PDF(Pubmed)
Abstract:
Immunotherapies have shown significant promise as an impactful strategy in cancer treatment. However, in glioblastoma multiforme (GBM), the most prevalent primary brain tumor in adults, these therapies have demonstrated lower efficacy than initially anticipated. Consequently, there is an urgent need for strategies to enhance the effectiveness of immune treatments. AURKA has been identified as a potential drug target for GBM treatment. An analysis of the GBM cell transcriptome following AURKA inhibition revealed a potential influence on the immune system.
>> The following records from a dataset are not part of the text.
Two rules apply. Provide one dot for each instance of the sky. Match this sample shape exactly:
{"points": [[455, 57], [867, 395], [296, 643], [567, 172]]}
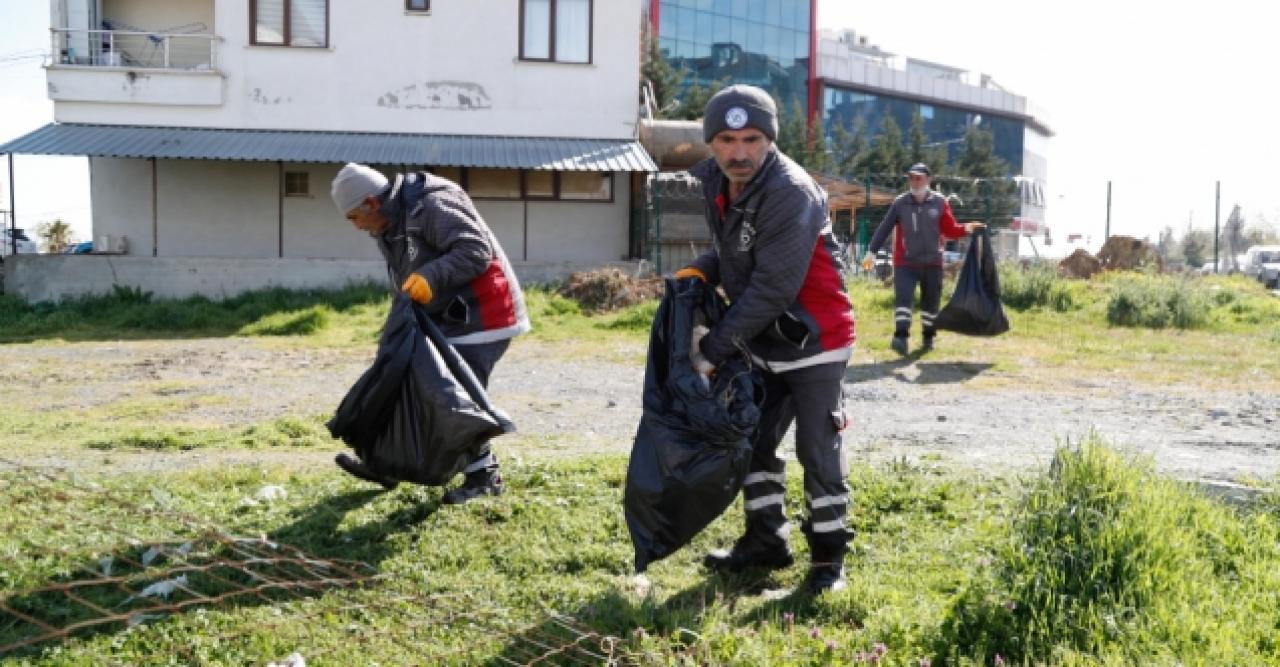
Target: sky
{"points": [[1160, 101]]}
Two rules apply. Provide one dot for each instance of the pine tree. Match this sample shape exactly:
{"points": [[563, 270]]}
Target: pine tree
{"points": [[664, 80], [888, 156]]}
Our research revealed that AURKA influenced PD-L1 levels in various GBM model systems in vitro and in vivo. Disrupting AURKA function genetically led to reduced PD-L1 levels and increased MHC-I expression in both established and patient-derived xenograft GBM cultures. This process involved both transcriptional and non-transcriptional pathways, partly implicating GSK3β. Interfering with AURKA also enhanced NK-cell-mediated elimination of GBM by reducing PD-L1 expression, as evidenced in rescue experiments. Furthermore, using a mouse model that mimics GBM with patient-derived cells demonstrated that Alisertib decreased PD-L1 expression in living organisms. Combination therapy involving anti-PD-1 treatment and Alisertib significantly prolonged overall survival compared to vehicle treatment. These findings suggest that targeting AURKA could have therapeutic implications for modulating the immune environment within GBM cells.
摘要:
免疫疗法已显示出作为癌症治疗中的有效策略的重要前景。然而,在多形性胶质母细胞瘤(GBM)中,成人中最常见的原发性脑肿瘤,这些疗法的疗效低于最初预期.因此,迫切需要提高免疫治疗效果的策略。AURKA已被确定为GBM治疗的潜在药物靶标。对AURKA抑制后的GBM细胞转录组的分析揭示了对免疫系统的潜在影响。我们的研究表明,AURKA在体外和体内影响了各种GBM模型系统中的PD-L1水平。遗传上破坏AURKA功能导致已建立和患者来源的异种移植物GBM培养物中PD-L1水平降低和MHC-I表达增加。这个过程涉及转录和非转录途径,部分涉及GSK3β。干扰AURKA还通过减少PD-L1表达来增强NK细胞介导的GBM消除,正如在救援实验中所证明的那样。此外,使用用患者来源的细胞模拟GBM的小鼠模型,证明了Alisertib降低了活生物体中PD-L1的表达.与媒介物治疗相比,涉及抗PD-1治疗和Alisertib的联合治疗显著延长了总生存期。这些发现表明靶向AURKA可能对调节GBM细胞内的免疫环境具有治疗意义。